Northern Stage

Kerstin Anderson, right, as Maria and the children in the Northern Stage production of “The Sound of Music.”

WHITE RIVER JUNCTION – For obvious reasons, “The Sound of Music” has long been Vermont’s favorite musical. That was certainly reflected by the unrestrained enthusiasm at Saturday’s opening night performance of Northern Stage’s charming production at the Barrette Center for the Arts.

While most productions of this Rodgers and Hammerstein classic seen in Vermont have been by community theaters, this was a high-level professional production right down to the children. In fact, the kids’ performances Saturday were among the most successful.

“The Sound of Music,” of course, is Maria von Trapp’s story of how she left a convent in the Austrian Alps to become governess for the seven children of the widowed Capt. Georg von Trapp. She taught them to sing, and the inevitable happens. After various complications, Maria and the captain fall in love. Bigger complications set in when Nazi Germany takes over Austria and forcefully demands von Trapp take a naval appointment. Of course, their happy ending leads them to Vermont (criminally not mentioned in the show).

With music by Richard Rodgers, lyrics by Oscar Hammerstein II, and a book by Howard Lindsay and Russell Crouse, the show opened on Broadway in 1959, winning five Tony Awards, including Best Musical and Best Performance for a Leading Actress in a Musical for Mary Martin. The 1965 feature film starring Julie Andrews cemented the show’s place as one of the most beloved – and familiar – musicals of all time.

Northern Stage’s most enjoyable production, directed by Maggie Burrows, benefited from some fine performances.

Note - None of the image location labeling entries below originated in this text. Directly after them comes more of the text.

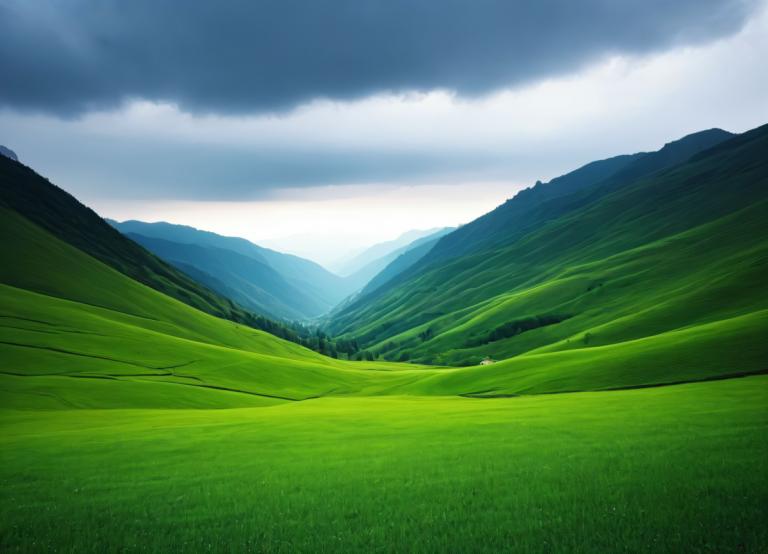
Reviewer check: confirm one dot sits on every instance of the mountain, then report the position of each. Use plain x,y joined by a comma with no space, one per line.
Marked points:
8,153
371,270
324,289
537,205
628,275
546,201
252,283
34,198
403,258
372,254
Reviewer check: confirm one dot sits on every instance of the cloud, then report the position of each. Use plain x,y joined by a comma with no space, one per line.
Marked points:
69,57
157,152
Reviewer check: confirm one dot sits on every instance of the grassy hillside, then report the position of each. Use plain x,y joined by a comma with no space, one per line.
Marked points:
35,198
654,257
76,333
131,421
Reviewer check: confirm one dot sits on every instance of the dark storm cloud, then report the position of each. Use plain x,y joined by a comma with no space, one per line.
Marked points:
70,56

Kerstin Anderson was an invitingly homey Maria, personal, sympathetic and an attractive but somewhat reserved singer. Matt Faucher was a particularly sensitive and powerful singer, but not so much as an actor. Still, the interaction between the two was delightfully clumsy – as it was meant to be.

James Beaman was particularly delightful in the comic role of Max Detweiller, the captain’s amoral friend who wants to promote the family singers, and himself. Kelsey Anne Brown was charming and natural – innocence looking for something different – as Leisl, von Trapp’s hormonal 16 year old, both dramatically and vocally. And Gina Lamparella was wonderfully shallow but sympathetic as von Trapp’s fiancée Elsa Schraeder.

The biggest attraction to many is the wonderful – and recognizable – songs, and they were delivered throughout with the joy the audience was waiting for. Most memorable was certainly Alyson Cambridge’s Mother Abbess, whose “Climb Ev’ry Mountain” was as rich and grand than as any one is likely to hear anywhere. (It doesn’t hurt that Cambridge is an international opera soprano, among many distinctions.)

And then there were the kids. At Saturday’s performance, all six performed naturally and convincingly and with no Broadway “slickness,” and only the “cuteness” demanded by the script. They were theatrically disciplined, delivering Katie Rose McLaughlin’s attractive choreography with Brown as dance captain, effectively.

There are actually two casts of children and they alternate. However, having seen both sets in rehearsal, I can attest to the high quality of both. Northern Stage, with its demanding education programs, produces the best youth performances in Vermont, and likely among the best anywhere.

The production as a whole, though effective, was more utilitarian than inspired. Part of this was due to the difficulty of so many big scene changes in a thrust theater (with audiences on three sides). Still Carolyn Mraz’ sets were attractive, particularly the beautiful mountain view, assisted by the creative lighting of Mary Ellen Stebbins. Appropriate costumes were by Hunter Kaczorowski.

Very important is that the production, after the sweet beginning, was underscored with the growing Nazi menace. That is a big part of what makes this traditional musical – and made this production – so compelling.

“The Sound of Music” is Northern Stage’s annual family holiday offering, with performances including many matinees during school holidays through Jan. 5. But, unlike many previous shows, this is an excellent choice for children and adults alike. Interestingly, on Saturday, it was the seniors who couldn’t control their enthusiasm.